### Working of the code

- Opens the UVF dictionary website using Chrome WebDriver.
- Loads and highlights categories one by one for manual selection.
- Extracts words from the carousel, identifying when it starts repeating.
- Clicks "Next" manually to move through all pages in the category.
- Extracts metadata for each word:
	- Example sentence in Portuguese
	- Example sentence in Libras (Brazilian Sign Language)
	- Video URL showing the sign
	- Hand Gesture Image (if available)
	- Category the word belongs to
- Saves the data in a dictionary and writes to a CSV file after each word.
- Returns to the category page and continues the process for the next category

In [None]:
import os
import pandas as pd
from selenium import webdriver
from selenium.webdriver.common.by import By
from selenium.webdriver.support.ui import WebDriverWait
from selenium.webdriver.support import expected_conditions as EC

# Open Chrome WebDriver
options = webdriver.ChromeOptions()
options.add_experimental_option("detach", True)  # Keep browser open
driver = webdriver.Chrome(options=options)
driver.get("https://sistemas.cead.ufv.br/capes/dicionario/")  # Open dictionary site

# Wait object (max 10 sec for efficiency)
wait = WebDriverWait(driver, 10)

# Get all category elements
category_elements = wait.until(EC.presence_of_all_elements_located((By.CSS_SELECTOR, ".categories a")))

# Iterate through each category
for category in category_elements:
    # Highlight category and ask for manual selection
    driver.execute_script("arguments[0].style.border='3px solid red'", category)
    input("Click the highlighted category in the browser, then press Enter to continue...")

    word_metadata = {}  # Dictionary to store metadata
    words_list = []  # Store words in order

    while True:
        try:
            # Extract words from the current carousel page
            word_elements = wait.until(EC.presence_of_all_elements_located((By.CSS_SELECTOR, ".carousel-inner .item.active a")))
            current_page_words = [word.text.strip() for word in word_elements if word.text.strip()]
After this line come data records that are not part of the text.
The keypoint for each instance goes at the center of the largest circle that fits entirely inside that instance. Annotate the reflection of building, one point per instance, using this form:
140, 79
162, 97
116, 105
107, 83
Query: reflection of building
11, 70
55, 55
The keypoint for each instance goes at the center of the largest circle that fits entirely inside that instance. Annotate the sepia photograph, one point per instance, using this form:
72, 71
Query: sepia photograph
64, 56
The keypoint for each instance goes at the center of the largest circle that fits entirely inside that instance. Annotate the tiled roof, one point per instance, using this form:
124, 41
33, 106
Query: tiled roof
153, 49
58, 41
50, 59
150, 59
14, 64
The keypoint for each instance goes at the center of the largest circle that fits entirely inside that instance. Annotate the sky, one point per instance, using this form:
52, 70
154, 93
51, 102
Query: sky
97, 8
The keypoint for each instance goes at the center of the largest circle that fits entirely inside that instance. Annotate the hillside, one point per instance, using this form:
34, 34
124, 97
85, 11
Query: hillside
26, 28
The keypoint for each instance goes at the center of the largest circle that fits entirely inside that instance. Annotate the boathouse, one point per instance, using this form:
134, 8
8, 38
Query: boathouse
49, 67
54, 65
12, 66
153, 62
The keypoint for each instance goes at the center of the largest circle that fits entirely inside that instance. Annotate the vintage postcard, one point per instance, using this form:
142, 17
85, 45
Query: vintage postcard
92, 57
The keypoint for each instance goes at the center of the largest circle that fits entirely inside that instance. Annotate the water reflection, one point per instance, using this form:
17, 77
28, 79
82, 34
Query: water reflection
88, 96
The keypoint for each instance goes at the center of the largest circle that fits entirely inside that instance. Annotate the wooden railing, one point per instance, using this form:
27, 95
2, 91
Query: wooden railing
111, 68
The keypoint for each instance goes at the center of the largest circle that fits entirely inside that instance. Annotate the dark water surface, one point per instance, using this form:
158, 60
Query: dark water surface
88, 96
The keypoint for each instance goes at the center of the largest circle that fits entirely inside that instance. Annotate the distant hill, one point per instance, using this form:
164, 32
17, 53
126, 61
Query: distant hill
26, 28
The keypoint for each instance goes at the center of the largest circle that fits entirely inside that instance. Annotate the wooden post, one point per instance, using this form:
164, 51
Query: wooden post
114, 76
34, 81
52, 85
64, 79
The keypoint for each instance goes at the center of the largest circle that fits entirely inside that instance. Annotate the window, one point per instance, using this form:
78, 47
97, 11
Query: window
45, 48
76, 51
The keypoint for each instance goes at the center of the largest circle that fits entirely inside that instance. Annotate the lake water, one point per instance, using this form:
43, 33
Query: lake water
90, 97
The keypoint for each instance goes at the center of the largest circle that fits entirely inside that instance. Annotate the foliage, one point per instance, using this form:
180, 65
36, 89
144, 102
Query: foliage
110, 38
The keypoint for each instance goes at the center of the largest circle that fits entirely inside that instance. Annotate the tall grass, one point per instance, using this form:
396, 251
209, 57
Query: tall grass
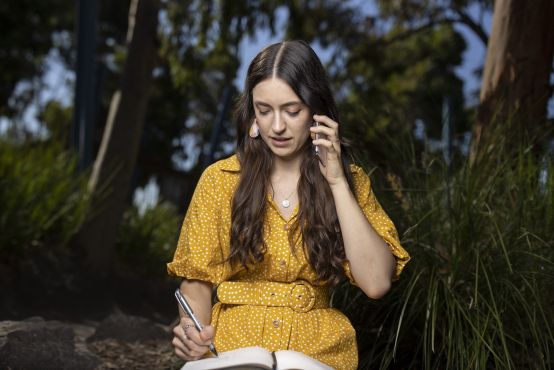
477, 293
41, 198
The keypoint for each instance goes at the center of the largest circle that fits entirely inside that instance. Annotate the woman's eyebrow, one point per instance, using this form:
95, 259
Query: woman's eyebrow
284, 105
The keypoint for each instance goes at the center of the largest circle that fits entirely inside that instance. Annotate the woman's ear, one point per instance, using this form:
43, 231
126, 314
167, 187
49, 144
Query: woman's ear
254, 130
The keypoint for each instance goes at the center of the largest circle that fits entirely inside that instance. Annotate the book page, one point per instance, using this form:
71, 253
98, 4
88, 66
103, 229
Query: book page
292, 360
242, 358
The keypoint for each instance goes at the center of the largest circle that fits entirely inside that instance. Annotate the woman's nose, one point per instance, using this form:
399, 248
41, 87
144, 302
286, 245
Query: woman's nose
278, 125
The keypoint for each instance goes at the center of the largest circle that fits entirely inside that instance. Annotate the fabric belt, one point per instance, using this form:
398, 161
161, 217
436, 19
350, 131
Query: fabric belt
299, 295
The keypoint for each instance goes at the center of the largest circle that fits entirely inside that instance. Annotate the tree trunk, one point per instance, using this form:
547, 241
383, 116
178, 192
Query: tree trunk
515, 87
111, 176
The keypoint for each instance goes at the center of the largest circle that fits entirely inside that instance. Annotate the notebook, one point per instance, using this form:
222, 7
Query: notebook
257, 358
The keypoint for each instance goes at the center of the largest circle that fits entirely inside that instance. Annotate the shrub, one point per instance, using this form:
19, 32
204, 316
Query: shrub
147, 240
42, 199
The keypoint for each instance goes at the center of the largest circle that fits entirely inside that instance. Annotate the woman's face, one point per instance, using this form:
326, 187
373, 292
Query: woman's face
283, 119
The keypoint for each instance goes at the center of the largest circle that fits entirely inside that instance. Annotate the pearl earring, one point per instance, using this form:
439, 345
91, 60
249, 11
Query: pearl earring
254, 131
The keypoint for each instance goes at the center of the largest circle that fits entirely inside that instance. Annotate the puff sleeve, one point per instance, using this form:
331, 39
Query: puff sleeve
378, 219
199, 254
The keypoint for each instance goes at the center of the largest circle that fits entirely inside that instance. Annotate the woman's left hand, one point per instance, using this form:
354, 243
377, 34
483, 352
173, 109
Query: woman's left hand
329, 148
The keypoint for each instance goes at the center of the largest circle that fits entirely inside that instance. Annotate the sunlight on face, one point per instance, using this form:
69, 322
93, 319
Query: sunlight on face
283, 119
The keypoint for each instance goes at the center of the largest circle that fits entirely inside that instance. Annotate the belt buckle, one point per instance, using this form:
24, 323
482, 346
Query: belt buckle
302, 296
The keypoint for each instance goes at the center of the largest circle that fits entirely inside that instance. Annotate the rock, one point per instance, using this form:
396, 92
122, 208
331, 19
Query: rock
43, 348
127, 328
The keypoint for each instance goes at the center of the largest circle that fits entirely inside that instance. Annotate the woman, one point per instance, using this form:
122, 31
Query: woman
276, 225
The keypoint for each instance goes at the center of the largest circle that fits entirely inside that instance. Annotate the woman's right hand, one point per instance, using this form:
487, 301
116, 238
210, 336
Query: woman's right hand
189, 343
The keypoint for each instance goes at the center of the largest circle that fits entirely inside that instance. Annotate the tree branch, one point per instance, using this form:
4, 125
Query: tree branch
476, 28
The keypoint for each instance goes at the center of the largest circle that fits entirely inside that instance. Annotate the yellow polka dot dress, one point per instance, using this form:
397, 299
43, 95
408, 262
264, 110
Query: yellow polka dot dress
278, 304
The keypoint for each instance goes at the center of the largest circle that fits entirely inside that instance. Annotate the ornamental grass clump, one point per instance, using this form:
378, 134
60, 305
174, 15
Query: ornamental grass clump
477, 292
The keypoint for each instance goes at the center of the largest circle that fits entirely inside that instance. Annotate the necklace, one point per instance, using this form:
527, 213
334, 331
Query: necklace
285, 202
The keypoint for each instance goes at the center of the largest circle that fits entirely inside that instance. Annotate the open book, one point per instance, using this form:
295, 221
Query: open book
257, 358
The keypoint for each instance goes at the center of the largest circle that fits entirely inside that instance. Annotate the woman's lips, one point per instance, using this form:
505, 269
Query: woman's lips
280, 141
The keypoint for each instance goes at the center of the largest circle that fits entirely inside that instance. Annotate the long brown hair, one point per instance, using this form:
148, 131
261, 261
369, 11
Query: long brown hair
297, 64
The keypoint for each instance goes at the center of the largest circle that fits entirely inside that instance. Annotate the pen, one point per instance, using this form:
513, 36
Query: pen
188, 310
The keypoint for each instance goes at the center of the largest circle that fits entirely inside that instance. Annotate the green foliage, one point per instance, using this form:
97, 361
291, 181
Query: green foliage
475, 295
147, 239
42, 200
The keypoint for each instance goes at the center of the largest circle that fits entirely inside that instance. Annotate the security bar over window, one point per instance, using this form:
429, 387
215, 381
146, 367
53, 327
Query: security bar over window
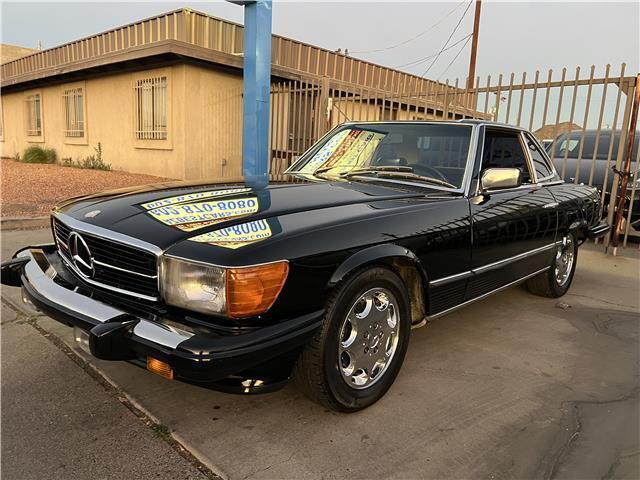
151, 108
34, 115
73, 112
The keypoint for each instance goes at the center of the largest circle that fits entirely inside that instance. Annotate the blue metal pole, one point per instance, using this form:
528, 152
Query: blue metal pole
257, 85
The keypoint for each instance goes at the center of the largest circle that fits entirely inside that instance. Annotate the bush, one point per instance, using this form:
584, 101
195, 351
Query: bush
37, 154
93, 162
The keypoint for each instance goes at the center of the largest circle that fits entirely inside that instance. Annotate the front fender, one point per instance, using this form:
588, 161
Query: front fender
379, 253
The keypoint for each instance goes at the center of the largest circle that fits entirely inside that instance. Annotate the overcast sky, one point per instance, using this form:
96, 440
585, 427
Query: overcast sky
514, 36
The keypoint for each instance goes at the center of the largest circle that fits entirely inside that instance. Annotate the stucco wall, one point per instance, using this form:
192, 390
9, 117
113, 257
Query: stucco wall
204, 123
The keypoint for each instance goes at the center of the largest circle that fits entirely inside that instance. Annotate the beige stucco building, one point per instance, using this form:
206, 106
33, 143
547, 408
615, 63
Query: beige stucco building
163, 96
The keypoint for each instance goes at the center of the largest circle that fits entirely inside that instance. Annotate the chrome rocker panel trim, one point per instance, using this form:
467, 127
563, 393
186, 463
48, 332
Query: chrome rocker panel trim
491, 266
485, 295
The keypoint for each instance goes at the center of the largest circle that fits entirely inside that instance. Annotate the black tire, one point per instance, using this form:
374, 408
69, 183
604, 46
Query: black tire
546, 284
317, 372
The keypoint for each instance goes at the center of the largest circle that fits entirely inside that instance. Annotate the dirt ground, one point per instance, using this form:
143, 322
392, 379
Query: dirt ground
30, 190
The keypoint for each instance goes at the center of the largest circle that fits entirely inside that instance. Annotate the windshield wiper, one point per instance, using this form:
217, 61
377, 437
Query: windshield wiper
396, 172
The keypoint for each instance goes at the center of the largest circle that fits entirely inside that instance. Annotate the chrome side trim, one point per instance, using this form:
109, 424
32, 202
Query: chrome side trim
451, 278
490, 266
108, 234
515, 258
70, 264
102, 264
48, 288
484, 295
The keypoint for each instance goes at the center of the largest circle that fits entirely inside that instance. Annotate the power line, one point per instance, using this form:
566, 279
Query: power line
456, 57
464, 14
415, 37
422, 59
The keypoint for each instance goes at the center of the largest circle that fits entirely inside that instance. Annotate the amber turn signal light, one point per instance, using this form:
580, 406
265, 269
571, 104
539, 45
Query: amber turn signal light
159, 367
253, 290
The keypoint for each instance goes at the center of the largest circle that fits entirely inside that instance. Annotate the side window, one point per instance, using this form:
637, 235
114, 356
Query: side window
540, 165
502, 149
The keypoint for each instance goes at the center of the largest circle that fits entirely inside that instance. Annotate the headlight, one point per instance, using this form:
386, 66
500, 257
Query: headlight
238, 292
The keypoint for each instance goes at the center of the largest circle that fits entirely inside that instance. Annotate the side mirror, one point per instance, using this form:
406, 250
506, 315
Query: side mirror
496, 178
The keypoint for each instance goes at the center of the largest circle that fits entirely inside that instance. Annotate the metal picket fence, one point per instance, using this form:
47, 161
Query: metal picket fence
585, 116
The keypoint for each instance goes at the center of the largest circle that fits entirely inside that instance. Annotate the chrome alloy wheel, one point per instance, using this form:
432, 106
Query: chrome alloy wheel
368, 338
565, 256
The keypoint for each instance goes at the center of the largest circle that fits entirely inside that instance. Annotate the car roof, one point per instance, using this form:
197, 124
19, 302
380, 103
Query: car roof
465, 121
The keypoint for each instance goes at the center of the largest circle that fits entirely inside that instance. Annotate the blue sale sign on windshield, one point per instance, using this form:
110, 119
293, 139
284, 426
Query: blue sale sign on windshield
236, 236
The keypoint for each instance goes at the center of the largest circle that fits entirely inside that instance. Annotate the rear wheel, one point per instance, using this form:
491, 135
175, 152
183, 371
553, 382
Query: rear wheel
356, 355
555, 282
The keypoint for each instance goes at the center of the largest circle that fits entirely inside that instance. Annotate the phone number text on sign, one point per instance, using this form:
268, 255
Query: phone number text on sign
204, 211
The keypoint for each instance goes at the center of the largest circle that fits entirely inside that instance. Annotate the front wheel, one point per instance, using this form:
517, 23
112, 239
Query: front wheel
555, 282
354, 358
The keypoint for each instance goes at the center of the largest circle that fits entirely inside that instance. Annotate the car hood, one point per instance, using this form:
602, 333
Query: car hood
228, 216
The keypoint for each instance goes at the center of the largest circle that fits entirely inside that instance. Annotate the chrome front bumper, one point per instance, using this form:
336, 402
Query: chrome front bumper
196, 355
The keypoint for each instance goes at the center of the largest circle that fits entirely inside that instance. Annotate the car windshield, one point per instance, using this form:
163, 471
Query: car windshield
430, 153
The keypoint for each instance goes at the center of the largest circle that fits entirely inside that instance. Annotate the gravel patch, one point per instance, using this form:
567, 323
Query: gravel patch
31, 190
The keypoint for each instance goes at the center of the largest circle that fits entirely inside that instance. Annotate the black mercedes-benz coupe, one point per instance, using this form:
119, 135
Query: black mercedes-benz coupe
381, 228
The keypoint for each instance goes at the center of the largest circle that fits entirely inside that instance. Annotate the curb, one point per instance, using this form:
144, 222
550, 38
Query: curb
24, 223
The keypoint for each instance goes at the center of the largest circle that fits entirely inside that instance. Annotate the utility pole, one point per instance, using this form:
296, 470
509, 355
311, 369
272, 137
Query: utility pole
474, 46
256, 91
626, 168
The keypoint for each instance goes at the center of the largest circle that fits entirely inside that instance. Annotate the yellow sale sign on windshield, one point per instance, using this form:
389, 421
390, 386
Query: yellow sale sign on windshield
190, 197
192, 216
348, 149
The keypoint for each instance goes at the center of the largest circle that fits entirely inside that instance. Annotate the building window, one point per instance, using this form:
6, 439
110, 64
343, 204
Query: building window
73, 104
34, 115
151, 108
1, 120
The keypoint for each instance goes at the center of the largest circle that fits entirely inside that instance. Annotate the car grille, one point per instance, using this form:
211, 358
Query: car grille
117, 267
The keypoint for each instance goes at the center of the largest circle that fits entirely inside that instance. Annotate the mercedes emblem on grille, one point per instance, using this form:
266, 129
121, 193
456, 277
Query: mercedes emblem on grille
80, 255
            # Stop if words start repeating (carousel loop detected)
            if any(word in words_list for word in current_page_words):
                print("Loop detected. Returning to category selection.")
                break  # Exit loop to return to category selection

            words_list.extend(current_page_words)

            print(f"Processing words: {current_page_words}")

            # Extract metadata for each word
            for word in current_page_words:
                try:
                    time.sleep(2)
                    word_element = driver.find_element(By.LINK_TEXT, word)
                    word_url = word_element.get_attribute("href")

                    # Open word page
                    driver.get(word_url)

                    # Default value in case category is not found
                    category_name = "Not Available"

                    try:
                        # Find all elements with class 'result'
                        category_elements = wait.until(EC.presence_of_all_elements_located((By.CSS_SELECTOR, "a.result")))

                        for category in category_elements:
                            style_attr = category.get_attribute("style")  # Get the style attribute

                            # Check if the specific style is present in the element
                            if "background-color: rgb(0, 146, 167); color: rgb(255, 255, 255);" in style_attr:
                                category_name = category.text.strip()  # Extract category text
                                break  # Stop searching after finding the correct one

                    except:
                        pass  # Keep "Not Available" if category is missing



                    # Extract Example in Portuguese
                    example_pt = "Not Available"
                    try:
                        example_pt = wait.until(EC.presence_of_element_located(
                            (By.XPATH, "//h3[contains(text(),'Exemplo em português')]/following-sibling::h4"))).text.strip()
                    except:
                        pass

                    # Extract Example in Libras
                    example_libras = "Not Available"
                    try:
                        example_libras = wait.until(EC.presence_of_element_located(
                            (By.XPATH, "//h3[contains(text(),'Exemplo em libras')]/following-sibling::h4"))).text.strip()
                    except:
                        pass

                    # Extract Video URL
                    video_url = "Not Available"
                    try:
                        video_element = wait.until(EC.presence_of_element_located((By.TAG_NAME, "video")))
                        video_url = video_element.get_attribute("src")
                    except:
                        pass

                    # Extract Hand Gesture Image URL (if available)
                    hand_gesture_url = "Not Available"
                    try:
                        hand_gesture_element = driver.find_element(By.CSS_SELECTOR, ".pull-right img")
                        hand_gesture_url = hand_gesture_element.get_attribute("src")
                    except:
                        pass

                    # Store metadata in dictionary
                    word_metadata[word] = {
                        "category": category_name,
                        "example_pt": example_pt,
                        "example_libras": example_libras,
                        "video_url": video_url,
                        "hand_gesture": hand_gesture_url
                    }

                    # Save progress to CSV after each word
                    df = pd.DataFrame.from_dict(word_metadata, orient='index')
                    df.to_csv("UVF_Metadata.csv", encoding="utf-8", index_label="Word")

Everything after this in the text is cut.